Close to twenty years ago, when our daughter was barely
walking, a friend convinced me to attend a gathering of local adoptive moms. If you read my last post, you know that in
many ways, I’m a chicken. People consider me outgoing, but on the inside I’m
pretty much a wuss. If my friend hadn’t
picked me up in her car that night, I would never have gone. But I did go, and in a strange living room, I met a collection
of women who all began, or added to their families through a process that
brings indescribable joy, heart shattering love, and a lifetime filled with
complexity.
I’d like to tell you that I jumped in, though back then I
worked at least forty hours a week, and busy trying to make family time I declined a lot of group invitations. But I showed up enough that it stuck, and together,
we raised our kids through grammar school, middle school, high school and
beyond. We offered each other suggestions
as our children dealt with the complications inherent in their origins…the ever circling, smart-Alek comments from peers, ("How come your birthmother didn’t keep you?”)

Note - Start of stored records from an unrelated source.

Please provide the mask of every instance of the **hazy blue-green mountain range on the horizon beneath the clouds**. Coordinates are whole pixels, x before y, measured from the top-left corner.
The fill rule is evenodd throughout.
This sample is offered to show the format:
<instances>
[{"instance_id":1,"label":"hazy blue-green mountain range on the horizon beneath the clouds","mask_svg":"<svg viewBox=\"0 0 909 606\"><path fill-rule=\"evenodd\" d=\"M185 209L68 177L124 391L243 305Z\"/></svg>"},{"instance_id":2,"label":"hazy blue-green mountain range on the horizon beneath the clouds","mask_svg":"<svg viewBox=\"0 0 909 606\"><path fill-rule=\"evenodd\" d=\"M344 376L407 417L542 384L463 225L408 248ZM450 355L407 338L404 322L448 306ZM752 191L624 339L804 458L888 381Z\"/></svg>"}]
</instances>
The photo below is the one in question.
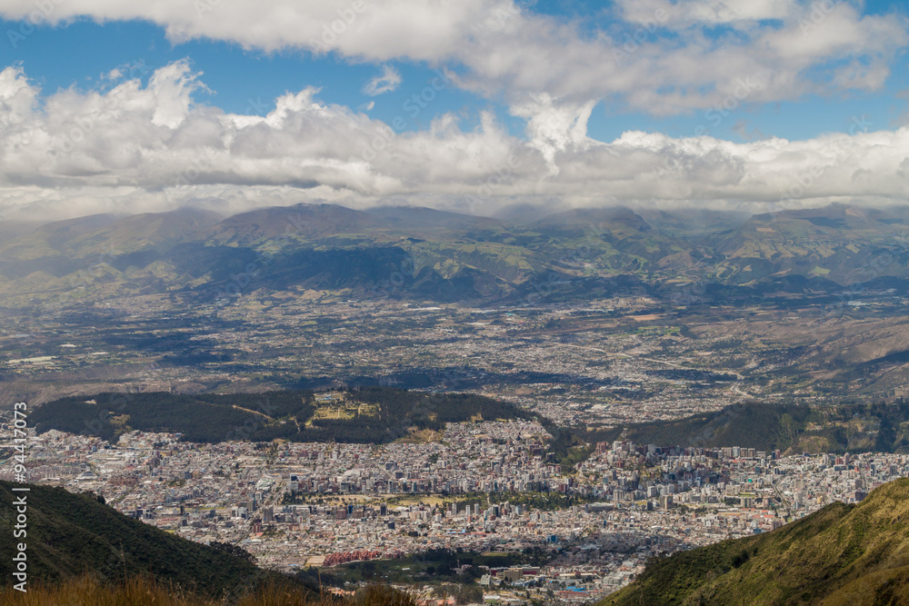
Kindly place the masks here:
<instances>
[{"instance_id":1,"label":"hazy blue-green mountain range on the horizon beneath the clouds","mask_svg":"<svg viewBox=\"0 0 909 606\"><path fill-rule=\"evenodd\" d=\"M522 222L333 204L225 219L190 209L93 215L0 241L0 306L23 307L73 288L85 301L211 293L251 272L251 289L263 292L487 303L539 293L541 283L556 284L546 296L562 298L621 293L623 284L676 301L673 293L693 284L700 299L715 301L834 296L854 284L902 293L907 243L909 209L844 205L750 217L573 209Z\"/></svg>"}]
</instances>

that triggered painful self-questioning on the part of our kids.
Through the years, we dealt with ordinary parenting issues
too, driver’s licenses, first dates, college applications. We’ve supported each other as our children grappled
with perceived rejection, as they struggled to form their own relationships, in
some cases as they met birth families, or discovered that they never will. As the mothers who love these children with passions
that bleed with every beat of our hearts, we’ve cried with each other, we’ve howled
with laughter and for the most part, experienced every emotion in between. It seems to me, that while our children have
been growing, we have been, too.
Recently, seven members of the group, women who met almost
twenty years ago as mothers of infants and toddlers, sat around a restaurant
table. The topics ranged, as they always
do, but with an openness I’ve come to count on…a trust. I struggle here, to define what I’m trying to
say. We are different women. We don’t all see each other between
gatherings. But in the same way we never
know anyone as well as the people we are raised with, a connectedness exists between
us. No one who hasn't clambered our
specific road, can climb into our skin the way we do with each other. For three hours we sat at the round
restaurant table yacking, advising, supporting, and spilling coffee together (Our poor, patient waiter…we tipped
him well.), and when I finally dragged myself away, I understood something.
You never know when you might make a decision that will alter
your life for the good.
What if I’d never gone to that first meeting?